Goals

The interface is based on LuaJIT’s FFI, and follows a few principles:

  • The goal is to call C code from Python without learning a 3rd language: existing alternatives require users to learn domain specific language (Cython, SWIG) or API (ctypes). The CFFI design requires users to know only C and Python, minimizing the extra bits of API that need to be learned.

  • Keep all the Python-related logic in Python so that you don’t need to write much C code (unlike CPython native C extensions).

  • The preferred way is to work at the level of the API (Application Programming Interface): the C compiler is called from the declarations you write to validate and link to the C language constructs. Alternatively, it is also possible to work at the ABI level (Application Binary Interface), the way ctypes work. However, on non-Windows platforms, C libraries typically have a specified C API but not an ABI (e.g. they may document a “struct” as having at least these fields, but maybe more).

  • Try to be complete. For now some C99 constructs are not supported, but all C89 should be, including macros (and including macro “abuses”, which you can manually wrap in saner-looking C functions).

  • Attempt to support both PyPy and CPython, with a reasonable path for other Python implementations like IronPython and Jython.

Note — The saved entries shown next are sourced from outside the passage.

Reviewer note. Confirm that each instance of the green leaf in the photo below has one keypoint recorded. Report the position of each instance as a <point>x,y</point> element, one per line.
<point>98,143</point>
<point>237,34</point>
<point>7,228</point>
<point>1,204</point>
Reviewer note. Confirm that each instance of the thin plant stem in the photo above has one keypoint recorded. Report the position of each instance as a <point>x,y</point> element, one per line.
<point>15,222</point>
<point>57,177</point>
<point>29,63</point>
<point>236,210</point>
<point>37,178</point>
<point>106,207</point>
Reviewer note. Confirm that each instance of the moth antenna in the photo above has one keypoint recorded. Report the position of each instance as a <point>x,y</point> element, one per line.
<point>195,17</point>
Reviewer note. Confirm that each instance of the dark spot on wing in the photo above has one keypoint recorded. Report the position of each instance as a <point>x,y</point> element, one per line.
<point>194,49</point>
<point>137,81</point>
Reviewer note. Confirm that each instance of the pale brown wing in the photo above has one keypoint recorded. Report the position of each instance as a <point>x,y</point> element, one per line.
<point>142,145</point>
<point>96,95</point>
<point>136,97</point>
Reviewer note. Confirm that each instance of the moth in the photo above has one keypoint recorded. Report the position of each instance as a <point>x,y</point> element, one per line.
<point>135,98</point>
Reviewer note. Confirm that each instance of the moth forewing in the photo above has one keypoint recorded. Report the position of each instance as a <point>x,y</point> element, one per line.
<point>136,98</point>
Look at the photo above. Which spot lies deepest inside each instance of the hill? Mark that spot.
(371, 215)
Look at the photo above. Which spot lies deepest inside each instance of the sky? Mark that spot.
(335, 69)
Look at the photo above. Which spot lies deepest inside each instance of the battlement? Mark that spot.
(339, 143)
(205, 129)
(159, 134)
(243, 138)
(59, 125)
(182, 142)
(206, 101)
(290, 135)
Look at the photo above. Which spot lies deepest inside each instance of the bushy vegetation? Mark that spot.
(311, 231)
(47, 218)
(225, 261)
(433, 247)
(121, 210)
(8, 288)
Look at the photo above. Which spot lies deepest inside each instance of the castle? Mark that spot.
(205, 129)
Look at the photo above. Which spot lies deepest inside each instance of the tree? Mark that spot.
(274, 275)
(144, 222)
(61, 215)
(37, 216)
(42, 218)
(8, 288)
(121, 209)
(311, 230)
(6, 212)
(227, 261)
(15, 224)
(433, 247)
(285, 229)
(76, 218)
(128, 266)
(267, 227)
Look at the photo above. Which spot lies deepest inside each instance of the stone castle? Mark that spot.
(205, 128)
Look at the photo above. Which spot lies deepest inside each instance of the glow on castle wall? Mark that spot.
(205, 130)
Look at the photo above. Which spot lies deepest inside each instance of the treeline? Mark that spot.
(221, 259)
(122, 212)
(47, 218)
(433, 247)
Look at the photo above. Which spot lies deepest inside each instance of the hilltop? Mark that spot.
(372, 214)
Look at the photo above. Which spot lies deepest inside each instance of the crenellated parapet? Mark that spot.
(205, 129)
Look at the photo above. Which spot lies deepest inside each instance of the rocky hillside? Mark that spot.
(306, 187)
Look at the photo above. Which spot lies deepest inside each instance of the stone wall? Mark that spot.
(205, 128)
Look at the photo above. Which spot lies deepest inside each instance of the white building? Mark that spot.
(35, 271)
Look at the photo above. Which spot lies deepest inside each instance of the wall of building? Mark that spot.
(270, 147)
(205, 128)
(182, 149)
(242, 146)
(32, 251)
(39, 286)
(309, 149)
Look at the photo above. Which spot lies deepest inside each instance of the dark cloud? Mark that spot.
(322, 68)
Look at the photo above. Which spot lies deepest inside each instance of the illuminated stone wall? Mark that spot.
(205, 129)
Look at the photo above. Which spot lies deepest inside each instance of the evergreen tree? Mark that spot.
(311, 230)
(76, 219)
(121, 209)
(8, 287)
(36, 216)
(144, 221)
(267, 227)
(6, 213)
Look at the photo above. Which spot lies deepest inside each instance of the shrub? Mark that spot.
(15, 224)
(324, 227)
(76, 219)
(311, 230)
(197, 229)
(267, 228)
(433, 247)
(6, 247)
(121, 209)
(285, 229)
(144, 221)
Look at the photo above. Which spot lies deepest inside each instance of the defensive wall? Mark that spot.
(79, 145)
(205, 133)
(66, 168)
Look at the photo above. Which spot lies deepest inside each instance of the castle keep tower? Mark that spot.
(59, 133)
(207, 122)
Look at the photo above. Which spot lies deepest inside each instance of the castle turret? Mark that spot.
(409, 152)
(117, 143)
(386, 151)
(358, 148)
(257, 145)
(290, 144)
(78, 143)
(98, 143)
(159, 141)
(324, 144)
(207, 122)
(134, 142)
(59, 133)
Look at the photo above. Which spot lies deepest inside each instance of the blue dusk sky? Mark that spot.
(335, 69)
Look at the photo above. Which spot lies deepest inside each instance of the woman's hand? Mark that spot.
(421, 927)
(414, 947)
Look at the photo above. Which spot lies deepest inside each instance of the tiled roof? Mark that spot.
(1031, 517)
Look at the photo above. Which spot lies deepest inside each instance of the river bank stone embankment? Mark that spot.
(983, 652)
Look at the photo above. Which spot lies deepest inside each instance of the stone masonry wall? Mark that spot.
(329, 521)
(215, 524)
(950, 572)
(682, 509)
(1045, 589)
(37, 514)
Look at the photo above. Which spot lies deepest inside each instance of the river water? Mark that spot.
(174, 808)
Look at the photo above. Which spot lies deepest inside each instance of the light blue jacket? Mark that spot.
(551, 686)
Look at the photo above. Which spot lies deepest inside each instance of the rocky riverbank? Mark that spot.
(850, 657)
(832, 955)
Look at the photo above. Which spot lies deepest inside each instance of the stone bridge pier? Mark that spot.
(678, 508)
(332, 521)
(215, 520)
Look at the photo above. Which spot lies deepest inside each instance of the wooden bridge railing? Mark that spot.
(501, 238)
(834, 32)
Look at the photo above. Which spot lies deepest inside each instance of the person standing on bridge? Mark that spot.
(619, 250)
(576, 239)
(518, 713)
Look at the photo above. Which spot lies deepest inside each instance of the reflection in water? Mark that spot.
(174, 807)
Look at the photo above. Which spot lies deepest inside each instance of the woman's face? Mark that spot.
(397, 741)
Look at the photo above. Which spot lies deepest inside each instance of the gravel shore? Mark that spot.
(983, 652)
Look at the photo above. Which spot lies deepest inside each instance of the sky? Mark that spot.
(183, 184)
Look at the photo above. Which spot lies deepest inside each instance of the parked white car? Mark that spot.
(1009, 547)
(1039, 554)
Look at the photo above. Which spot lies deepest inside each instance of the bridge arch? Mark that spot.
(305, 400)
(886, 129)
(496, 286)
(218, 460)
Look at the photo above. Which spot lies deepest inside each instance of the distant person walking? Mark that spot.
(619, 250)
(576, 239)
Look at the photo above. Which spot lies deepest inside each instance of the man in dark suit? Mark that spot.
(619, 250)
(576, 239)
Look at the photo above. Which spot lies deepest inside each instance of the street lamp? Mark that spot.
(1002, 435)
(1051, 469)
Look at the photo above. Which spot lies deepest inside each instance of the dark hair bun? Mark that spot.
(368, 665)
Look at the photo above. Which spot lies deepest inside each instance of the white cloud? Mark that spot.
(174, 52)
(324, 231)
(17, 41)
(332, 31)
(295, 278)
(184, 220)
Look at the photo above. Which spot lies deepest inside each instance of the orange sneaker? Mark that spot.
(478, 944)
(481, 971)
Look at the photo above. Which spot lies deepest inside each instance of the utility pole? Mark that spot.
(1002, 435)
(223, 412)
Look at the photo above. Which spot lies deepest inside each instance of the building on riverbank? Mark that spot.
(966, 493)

  • Note that this project is not about embedding executable C code in Python, unlike Weave. This is about calling existing C libraries from Python.

  • There is no C++ support. Sometimes, it is reasonable to write a C wrapper around the C++ code and then call this C API with CFFI. Otherwise, look at other projects. I would recommend cppyy, which has got some similarities (and also works efficiently on both CPython and PyPy).

Get started by reading the overview.

Comments and bugs

The best way to contact us is on the IRC #cffi or #pypy channels of irc.libera.chat. Feel free to discuss matters either there or in the mailing list. Please report to the issue tracker any bugs.

As a general rule, when there is a design issue to resolve, we pick the solution that is the “most C-like”. We hope that this module has got everything you need to access C code and nothing more.